The news that Spc. Joe Darby tipped off Army investigators to abuses in Iraq's Abu Ghraib prison didn't come as a shock to those who know the 24-year-old soldier.

"He wasn't one that went along with his peers," said Robert Ewing, Darby's history teacher and football coach at North Star High in Boswell. The military policeman "didn't worry about what people thought."

"It doesn't surprise me a bit," his brother Larry Darby told the CBS News Early Show. "He knows right from wrong."

Darby, who is still on duty overseas, was commended in a military report for promptly alerting superiors in January after discovering photographs of fellow 372nd Military Police Company personnel taking part in abuse of prisoners at the prison.

Darby's tip led to an investigation of practices at the facility that have outraged people around the world and changed the tenor of America's war effort in Iraq.

Darby "didn't realize that he had done anything that was super special," said sister-in-law Maxine Carroll. "The way he looks at it, he was just doing his job."

Carroll said the family is concerned some people will view Darby's decision to turn in fellow soldiers as traitorous, rather than heroic, especially in Cresaptown, Md., where he lives and where the 372nd is based.

"It scares you a little," she said.

"My children, it's been good for them to see someone in our family do something courageous and right," Debbie Darby, another sister-in-law, told the Early Show. "But we're just — I'm a little concerned for repercussions that may come from it for Joe.

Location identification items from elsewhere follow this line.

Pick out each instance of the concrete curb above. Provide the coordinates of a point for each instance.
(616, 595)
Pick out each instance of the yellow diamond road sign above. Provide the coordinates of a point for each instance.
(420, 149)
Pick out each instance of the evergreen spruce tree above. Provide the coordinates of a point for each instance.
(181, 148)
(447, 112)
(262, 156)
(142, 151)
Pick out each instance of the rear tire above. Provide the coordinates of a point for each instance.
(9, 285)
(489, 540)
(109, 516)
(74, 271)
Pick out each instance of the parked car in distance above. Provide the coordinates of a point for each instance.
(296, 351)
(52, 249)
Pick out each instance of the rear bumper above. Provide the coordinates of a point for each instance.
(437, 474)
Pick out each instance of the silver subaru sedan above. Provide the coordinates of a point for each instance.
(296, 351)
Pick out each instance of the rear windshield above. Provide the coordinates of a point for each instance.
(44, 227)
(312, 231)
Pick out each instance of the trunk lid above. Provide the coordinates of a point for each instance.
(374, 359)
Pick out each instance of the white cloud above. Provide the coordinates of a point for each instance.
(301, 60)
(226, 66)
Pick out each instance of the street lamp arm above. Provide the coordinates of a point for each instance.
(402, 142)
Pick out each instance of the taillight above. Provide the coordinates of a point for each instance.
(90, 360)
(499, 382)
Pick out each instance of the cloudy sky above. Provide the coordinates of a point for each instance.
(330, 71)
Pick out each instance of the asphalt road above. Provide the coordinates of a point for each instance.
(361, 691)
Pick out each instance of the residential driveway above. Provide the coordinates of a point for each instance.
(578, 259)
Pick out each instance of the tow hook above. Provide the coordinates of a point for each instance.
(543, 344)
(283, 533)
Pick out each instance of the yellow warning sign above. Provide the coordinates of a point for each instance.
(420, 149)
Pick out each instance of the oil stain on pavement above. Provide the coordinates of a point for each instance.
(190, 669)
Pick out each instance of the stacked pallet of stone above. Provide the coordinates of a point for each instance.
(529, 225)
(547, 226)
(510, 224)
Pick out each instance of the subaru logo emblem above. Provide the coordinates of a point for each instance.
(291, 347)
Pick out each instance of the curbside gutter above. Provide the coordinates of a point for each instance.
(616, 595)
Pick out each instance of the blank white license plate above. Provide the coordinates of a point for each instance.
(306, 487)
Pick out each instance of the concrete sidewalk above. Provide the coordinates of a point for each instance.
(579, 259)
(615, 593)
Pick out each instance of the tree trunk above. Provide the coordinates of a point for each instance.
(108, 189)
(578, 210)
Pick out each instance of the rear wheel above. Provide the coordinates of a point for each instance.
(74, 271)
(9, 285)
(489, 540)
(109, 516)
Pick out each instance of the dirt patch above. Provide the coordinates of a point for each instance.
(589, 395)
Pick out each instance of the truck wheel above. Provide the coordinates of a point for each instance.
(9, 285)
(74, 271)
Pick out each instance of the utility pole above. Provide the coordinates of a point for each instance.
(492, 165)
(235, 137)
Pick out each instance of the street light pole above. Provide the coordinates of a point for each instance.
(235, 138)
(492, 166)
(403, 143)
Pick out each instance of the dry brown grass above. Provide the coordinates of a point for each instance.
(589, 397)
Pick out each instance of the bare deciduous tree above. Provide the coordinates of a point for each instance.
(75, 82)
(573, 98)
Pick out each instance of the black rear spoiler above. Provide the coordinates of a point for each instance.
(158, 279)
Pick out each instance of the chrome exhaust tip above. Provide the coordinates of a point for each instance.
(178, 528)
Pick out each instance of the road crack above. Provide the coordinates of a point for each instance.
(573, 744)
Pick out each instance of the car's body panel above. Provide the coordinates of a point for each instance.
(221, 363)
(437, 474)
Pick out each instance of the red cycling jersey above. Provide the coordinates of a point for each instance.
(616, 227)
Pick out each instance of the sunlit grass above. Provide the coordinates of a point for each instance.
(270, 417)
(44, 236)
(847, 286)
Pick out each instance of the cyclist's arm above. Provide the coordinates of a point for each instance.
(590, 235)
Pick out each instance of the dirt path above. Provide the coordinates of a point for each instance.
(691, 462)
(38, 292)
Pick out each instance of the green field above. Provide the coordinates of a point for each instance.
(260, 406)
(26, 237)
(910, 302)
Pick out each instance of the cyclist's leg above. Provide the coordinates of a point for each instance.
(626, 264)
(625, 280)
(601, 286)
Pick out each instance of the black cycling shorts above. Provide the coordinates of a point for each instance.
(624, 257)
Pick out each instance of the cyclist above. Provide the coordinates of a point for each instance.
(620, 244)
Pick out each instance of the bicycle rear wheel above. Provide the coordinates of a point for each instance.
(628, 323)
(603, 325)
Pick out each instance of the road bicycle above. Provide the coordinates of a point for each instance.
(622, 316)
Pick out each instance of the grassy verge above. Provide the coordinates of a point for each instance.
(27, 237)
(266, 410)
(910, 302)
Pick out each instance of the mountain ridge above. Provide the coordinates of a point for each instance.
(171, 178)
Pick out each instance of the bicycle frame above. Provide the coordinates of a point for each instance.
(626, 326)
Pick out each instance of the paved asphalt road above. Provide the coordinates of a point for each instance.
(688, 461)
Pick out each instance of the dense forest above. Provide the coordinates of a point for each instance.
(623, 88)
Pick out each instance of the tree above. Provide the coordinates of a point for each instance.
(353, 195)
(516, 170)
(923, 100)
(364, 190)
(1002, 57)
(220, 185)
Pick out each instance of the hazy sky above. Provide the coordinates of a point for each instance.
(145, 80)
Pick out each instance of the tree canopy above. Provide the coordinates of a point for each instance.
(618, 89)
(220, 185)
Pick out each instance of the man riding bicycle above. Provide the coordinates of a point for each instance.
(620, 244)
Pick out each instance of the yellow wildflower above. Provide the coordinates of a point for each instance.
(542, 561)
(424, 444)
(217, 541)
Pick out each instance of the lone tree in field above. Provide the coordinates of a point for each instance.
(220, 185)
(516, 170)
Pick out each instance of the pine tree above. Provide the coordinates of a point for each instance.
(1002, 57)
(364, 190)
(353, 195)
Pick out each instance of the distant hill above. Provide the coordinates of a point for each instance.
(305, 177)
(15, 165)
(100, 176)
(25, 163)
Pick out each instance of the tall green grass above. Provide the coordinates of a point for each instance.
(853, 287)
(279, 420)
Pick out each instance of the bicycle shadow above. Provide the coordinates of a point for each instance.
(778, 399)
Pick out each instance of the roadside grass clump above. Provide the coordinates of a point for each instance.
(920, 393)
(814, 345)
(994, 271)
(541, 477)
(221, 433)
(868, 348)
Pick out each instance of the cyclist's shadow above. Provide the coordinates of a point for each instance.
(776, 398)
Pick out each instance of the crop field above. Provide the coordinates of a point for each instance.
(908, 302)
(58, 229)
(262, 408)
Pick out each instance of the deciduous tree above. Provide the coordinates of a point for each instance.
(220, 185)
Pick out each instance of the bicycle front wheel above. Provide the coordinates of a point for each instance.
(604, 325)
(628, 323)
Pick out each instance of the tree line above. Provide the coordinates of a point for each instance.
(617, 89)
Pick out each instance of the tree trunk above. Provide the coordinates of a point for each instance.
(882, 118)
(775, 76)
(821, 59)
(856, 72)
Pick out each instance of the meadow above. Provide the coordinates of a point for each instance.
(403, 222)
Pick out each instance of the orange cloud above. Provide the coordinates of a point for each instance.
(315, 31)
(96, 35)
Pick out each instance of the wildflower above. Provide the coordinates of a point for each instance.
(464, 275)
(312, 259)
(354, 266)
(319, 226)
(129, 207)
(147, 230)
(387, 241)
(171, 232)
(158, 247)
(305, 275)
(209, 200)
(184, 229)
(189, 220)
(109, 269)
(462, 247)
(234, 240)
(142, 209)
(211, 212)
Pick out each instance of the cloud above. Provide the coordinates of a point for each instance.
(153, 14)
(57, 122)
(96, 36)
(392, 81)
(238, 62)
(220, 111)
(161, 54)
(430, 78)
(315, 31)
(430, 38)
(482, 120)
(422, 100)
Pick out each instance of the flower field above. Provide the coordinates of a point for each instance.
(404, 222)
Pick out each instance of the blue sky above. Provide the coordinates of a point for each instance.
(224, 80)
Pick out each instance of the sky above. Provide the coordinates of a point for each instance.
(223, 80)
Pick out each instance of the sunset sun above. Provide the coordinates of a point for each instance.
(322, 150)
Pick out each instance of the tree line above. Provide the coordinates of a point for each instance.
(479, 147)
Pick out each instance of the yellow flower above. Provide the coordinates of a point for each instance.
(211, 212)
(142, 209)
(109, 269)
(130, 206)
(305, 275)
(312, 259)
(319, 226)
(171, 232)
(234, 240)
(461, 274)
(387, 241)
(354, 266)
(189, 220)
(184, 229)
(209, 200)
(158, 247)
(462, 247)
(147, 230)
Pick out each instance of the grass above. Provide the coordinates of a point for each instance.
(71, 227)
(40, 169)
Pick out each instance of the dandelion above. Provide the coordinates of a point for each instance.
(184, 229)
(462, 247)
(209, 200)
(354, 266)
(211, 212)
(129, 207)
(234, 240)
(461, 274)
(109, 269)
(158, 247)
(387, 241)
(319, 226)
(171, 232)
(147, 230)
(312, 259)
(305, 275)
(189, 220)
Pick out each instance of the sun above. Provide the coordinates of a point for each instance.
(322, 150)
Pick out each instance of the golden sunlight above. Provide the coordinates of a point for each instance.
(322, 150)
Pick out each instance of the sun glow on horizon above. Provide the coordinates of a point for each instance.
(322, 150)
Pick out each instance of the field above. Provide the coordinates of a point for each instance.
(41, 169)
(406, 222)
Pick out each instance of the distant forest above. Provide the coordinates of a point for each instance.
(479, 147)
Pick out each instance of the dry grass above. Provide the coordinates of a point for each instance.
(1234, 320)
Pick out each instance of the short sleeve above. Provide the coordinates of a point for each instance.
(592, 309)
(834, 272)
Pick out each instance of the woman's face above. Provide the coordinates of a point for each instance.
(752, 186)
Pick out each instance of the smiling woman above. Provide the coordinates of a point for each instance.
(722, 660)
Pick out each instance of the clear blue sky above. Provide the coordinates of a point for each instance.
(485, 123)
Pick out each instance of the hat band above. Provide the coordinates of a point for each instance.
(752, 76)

I just hope that he'll be safe."

The military said Sunday that Spc. Jeremy C. Sivits, 24, of Hyndman, also from southwestern Pennsylvania, will be the first soldier to face a court martial in connection with the abuse. He faces trial May 19 in Baghdad.

The family didn't answer their front door Sunday and wouldn't comment when reached by phone. Sivits is the first of seven soldiers implicated in the abuse of prisoners at the prison.

In an interview late last month with The Associated Press, his father, Daniel Sivits, said his son was trained as a truck mechanic, not a prison guard, and would have gotten in trouble had he not followed orders to photograph the abused prisoners.

Jeremy Sivits' best man and former baseball coach — 32-year-old Jamey Ringler — said Sunday he thought that because Sivits grew up in a military family that he had believed following orders was the right thing to do.

"I'm sure he feels he was in the wrong, but it was beat into his head that he had to follow orders. So in a sense, in his mind, that was right," Ringler said.

About 25 miles to the northwest, friends and former neighbors said they are proud of Darby.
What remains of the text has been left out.